Screen Caption of Sen. Tom Harkin (D-Iowa) during ESEA hearing on HELP Committee
Though expected by Senate watchers to be a sideshow and forum for Sen. Rand Paul (R-Ky.) to voice his criticism of the nation’s top education bill, the Health, Education, Labor, and Pensions Committee hearing today instead crystallized key provisions of the legislation meant to replace No Child Left Behind (NCLB).
That the hearing was held at all is unusual, since the bill up for discussion was voted out of committee in October by a vote of 15-7. But an agreement was struck between Paul and committee chair Sen. Tom Harkin (D-Iowa) to allow the Kentucky senator to learn more about the language of the bill under the condition he drop over 70 amendments proposed in an attempt to slow down its passage.
And while the co-writers of replacement bill, known as Harkin-Enzi, voted to push it out of committee in a bi-partisan fashion, both would like to see more added.
“This bill is not Mr. Enzi’s bill, and it ain’t mine either,” said Harkin. While Mike Enzi (R-Wyo.) told the audience, “It is important to note that I do not support 100 percent of the bill we reported out. I would have supported a much smaller federal role and far fewer federal programs.”

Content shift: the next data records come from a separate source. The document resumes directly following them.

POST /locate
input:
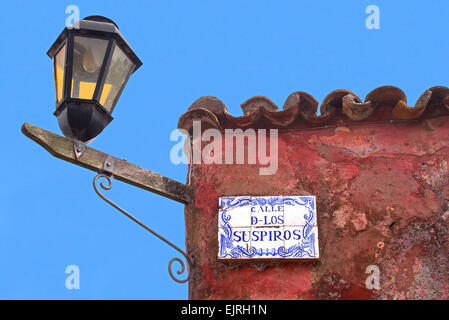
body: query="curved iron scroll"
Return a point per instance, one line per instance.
(179, 272)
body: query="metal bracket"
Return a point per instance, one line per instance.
(108, 166)
(107, 174)
(79, 148)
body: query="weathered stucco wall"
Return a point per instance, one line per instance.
(382, 194)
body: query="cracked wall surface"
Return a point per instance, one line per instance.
(382, 197)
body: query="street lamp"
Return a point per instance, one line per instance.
(92, 63)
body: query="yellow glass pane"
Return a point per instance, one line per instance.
(86, 90)
(105, 93)
(88, 56)
(59, 61)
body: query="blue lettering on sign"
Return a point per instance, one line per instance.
(266, 224)
(272, 235)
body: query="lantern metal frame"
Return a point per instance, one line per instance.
(90, 113)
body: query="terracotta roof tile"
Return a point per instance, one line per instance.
(300, 109)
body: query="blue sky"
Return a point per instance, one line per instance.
(50, 216)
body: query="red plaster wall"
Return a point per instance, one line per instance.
(382, 192)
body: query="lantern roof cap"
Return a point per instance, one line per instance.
(339, 108)
(97, 26)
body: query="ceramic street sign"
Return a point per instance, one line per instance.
(279, 227)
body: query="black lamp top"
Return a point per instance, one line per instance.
(100, 19)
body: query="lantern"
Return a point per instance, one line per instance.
(92, 63)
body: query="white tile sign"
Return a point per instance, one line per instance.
(280, 227)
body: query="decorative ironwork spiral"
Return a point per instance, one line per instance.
(108, 186)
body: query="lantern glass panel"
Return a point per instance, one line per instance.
(119, 70)
(58, 65)
(88, 57)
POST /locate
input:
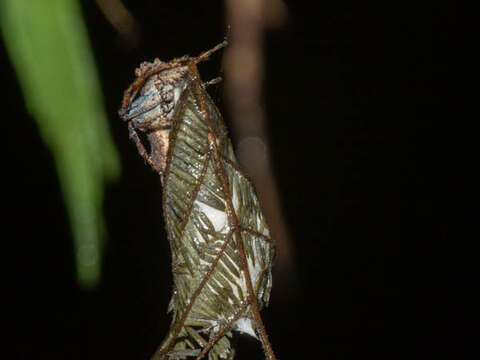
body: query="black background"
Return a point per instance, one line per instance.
(351, 93)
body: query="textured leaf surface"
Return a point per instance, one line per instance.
(210, 292)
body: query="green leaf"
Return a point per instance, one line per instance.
(48, 45)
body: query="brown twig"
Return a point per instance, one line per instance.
(244, 72)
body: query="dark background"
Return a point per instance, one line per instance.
(351, 93)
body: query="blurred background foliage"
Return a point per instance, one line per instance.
(48, 46)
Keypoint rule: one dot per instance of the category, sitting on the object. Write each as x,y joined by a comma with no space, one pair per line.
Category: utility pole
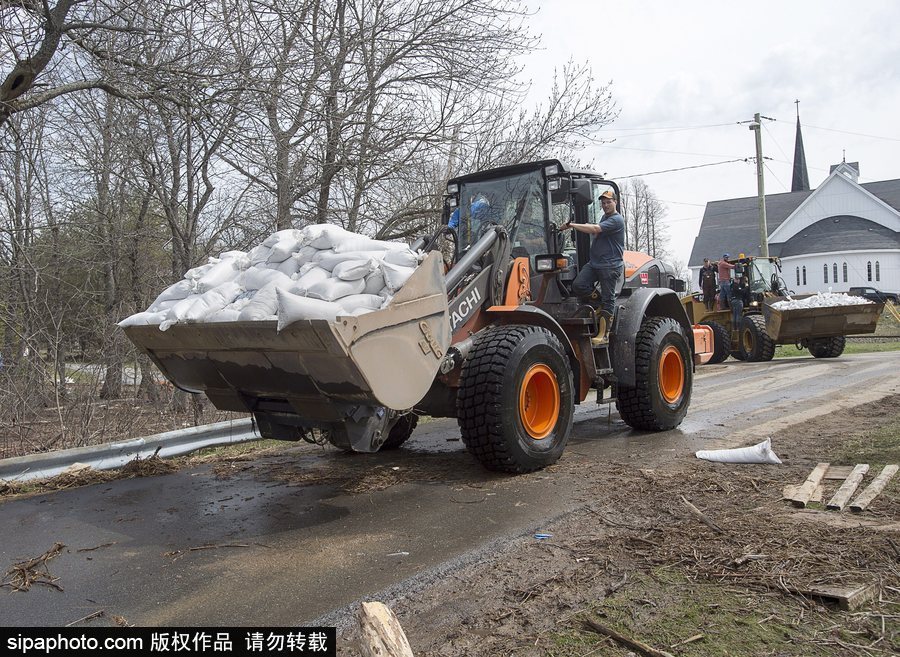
756,126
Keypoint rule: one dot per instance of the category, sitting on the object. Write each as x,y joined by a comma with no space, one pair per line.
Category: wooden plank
838,472
848,596
839,500
872,490
380,632
805,492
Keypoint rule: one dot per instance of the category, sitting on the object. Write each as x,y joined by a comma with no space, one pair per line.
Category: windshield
761,275
516,203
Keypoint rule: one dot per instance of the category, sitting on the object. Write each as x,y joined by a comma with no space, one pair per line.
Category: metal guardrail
115,455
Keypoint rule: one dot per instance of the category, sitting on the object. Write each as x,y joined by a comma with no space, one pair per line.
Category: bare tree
643,213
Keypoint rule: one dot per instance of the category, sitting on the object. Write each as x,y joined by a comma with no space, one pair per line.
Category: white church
842,234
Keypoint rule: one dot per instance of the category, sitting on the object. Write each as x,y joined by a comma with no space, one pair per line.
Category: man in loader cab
607,263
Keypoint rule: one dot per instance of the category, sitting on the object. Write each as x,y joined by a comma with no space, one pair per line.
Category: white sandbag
238,259
363,243
356,301
175,292
325,236
374,282
196,273
211,301
313,275
760,453
395,276
288,267
334,288
262,306
403,257
144,318
229,314
256,278
351,270
282,250
220,273
293,307
259,254
287,234
329,259
305,254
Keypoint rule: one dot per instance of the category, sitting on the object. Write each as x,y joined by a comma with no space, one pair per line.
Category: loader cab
530,202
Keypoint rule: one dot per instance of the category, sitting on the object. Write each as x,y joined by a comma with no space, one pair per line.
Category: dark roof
732,225
841,233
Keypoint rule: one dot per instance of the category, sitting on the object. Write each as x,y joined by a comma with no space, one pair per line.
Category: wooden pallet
812,490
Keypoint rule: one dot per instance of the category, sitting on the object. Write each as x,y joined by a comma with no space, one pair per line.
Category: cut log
380,632
872,490
806,490
847,596
845,492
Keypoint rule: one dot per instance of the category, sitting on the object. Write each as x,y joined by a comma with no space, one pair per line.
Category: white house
839,235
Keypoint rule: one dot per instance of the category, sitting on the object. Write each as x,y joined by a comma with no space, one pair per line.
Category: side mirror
581,192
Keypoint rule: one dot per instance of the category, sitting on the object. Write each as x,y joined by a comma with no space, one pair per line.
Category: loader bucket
793,325
321,371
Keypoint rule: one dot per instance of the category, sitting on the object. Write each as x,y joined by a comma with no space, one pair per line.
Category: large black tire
756,345
721,342
828,347
663,377
401,431
515,402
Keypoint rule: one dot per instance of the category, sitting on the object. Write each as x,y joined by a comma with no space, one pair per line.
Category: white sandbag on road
760,453
175,292
395,276
352,270
292,308
211,301
357,301
334,288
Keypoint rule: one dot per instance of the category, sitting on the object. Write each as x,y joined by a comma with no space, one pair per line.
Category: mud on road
634,559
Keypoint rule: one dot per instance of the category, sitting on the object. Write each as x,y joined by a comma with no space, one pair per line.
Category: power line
846,132
696,166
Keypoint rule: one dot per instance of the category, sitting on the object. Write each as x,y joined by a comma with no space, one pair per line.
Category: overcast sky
675,66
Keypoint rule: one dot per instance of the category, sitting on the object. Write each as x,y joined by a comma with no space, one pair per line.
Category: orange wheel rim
671,374
539,401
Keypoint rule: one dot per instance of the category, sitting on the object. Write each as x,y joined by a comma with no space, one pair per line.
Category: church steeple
800,182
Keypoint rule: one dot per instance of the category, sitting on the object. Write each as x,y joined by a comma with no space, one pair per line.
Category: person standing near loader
708,284
607,262
725,268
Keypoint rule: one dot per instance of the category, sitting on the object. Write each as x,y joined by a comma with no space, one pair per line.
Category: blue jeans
608,277
724,294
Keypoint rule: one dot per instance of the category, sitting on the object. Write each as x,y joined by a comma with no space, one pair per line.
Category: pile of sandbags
319,272
821,300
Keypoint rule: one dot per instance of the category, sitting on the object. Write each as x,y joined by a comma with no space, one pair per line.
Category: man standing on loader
725,269
607,263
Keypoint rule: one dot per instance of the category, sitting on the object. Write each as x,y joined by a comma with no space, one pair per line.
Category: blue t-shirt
608,247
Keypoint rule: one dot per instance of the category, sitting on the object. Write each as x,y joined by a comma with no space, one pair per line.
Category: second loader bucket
793,325
352,376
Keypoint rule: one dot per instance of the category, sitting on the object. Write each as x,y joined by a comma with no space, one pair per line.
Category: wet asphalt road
258,548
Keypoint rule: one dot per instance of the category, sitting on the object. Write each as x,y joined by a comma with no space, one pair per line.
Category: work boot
604,324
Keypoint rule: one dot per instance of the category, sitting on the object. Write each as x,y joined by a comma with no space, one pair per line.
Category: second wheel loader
497,341
762,325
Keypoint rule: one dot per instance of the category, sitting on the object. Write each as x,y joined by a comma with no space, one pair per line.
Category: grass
877,447
664,614
791,351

Witnesses were invited to participate in the round table discussion without prepared remarks, a more informal hearing than is typical of Senate meetings. Senators were also invited to ask questions, with much of the dialogue focusing on tracking teachers and their pay, improving student performance, and addressing high-needs pupils like those with disabilities and limited language skills.
Tom Luna, Idaho Superintendent of Public Instruction, said the current bill “has kept the good parts of No Child Left Behind.” He likened the 2002 law to the film The Good, The Bad, and The Ugly, – with the emphasis on data-collection showing the good, while the federal government prescribing benchmarks and end goals representing the ugly.
He stressed a state’s right to set up its own education accountability measures was a 10th Amendment issue, and in moving away from NCLB, Idaho is “more than willing and ready to hold ourselves to higher level of accountability.”
Still, with many state budgets squeezed, federal largesse helps programs targeting high-needs students stay afloat. But with that financial support comes expectations states will live up to standards articulated at the federal level. That reality prompted Charles Seaton, a teacher at Memphis City Schools in Tennessee, to tell the senators, “We need your money.”
Harkin-Enzi disavows most of the performance targets schools were forced to meet under NCLB mandates, known as Adequate Yearly Progress, or face consequences, and instead focuses on the worst five percent of schools per district.
Pam Geisselhardt, a gifted and talented coordinator at Adair County Schools in Kentucky, welcomes the increased state control of monitoring student output. “The term NCLB is demoralizing for us at this point…testing, testing, testing…we have no time to teach.”
But accessing a rich data set on student learning is important, the other panelists said. “Everyone says we assess too much,” quipped Amanda Danks, a lead teacher in Baltimore who works with special education students. “We assess ineffectively too much.”
Danks’ comment was reiterated by a few of the national thinkers on the panel.
Rick Hess, an education policy analyst at American Enterprise Institute, said, “It is not useful to try to prescribe models” unless they pertain to the lowest five percent of schools. And Luna, a critic of federal involvement in local education, said he would not oppose federally mandated teacher evaluations but would see a problem if the “federal government tries to define it or regulate it.”
Special education took up a significant portion of the two and a half hour hearing, but was limited to matters of assessment, as well, with some senators and panelists arguing allowing more students with disabilities to receive alternative assessments would demoralize the students.
Harkin-Enzi puts a cap on the number of students who could qualify for alternative assessments as one percent — a point of frustration for low-performing schools with many high-needs students whose test scores would factor into the school’s overall performance.
Perhaps the bill’s harshest critic on the panel is Wade Henderson, President and CEO of The Leadership Conference. “We must look at our history: states have achieved what they have because of the federal role, not in spite of it,” he said. Countering Sen. Paul’s assessment of the hearing, Henderson argued federal involvement is not a philosophical question, but a “practical debate affecting real-live students.”
Groups as politically divided as The National Council of La Raza and the U.S. Chamber of Commerce side with Henderson. In a letter released today, nearly 30 organizations that seek greater accountability standards for students and teachers said they do not support Harkin-Enzi.
From the statement:
Federal funding must be attached to firm, ambitious and unequivocal demands for higher achievement, high school graduation rates and gap closing. We know that states, school districts, and schools needed a more modern and focused law. However, we respectfully believe that the bill goes too far in providing flexibility by marginalizing the focus on the achievement of disadvantaged students.
Last month, President Obama unveiled his plan to grant states waivers from No Child Left Behind, putting pressure on congress to come up with a reauthorization of the 2002 law, which has been due for overhaul since 2007. Rep. John Kline (R-Minn.), the chair of the House education committee, has stated he prefers to augment the nation’s top K-12 law with smaller bills.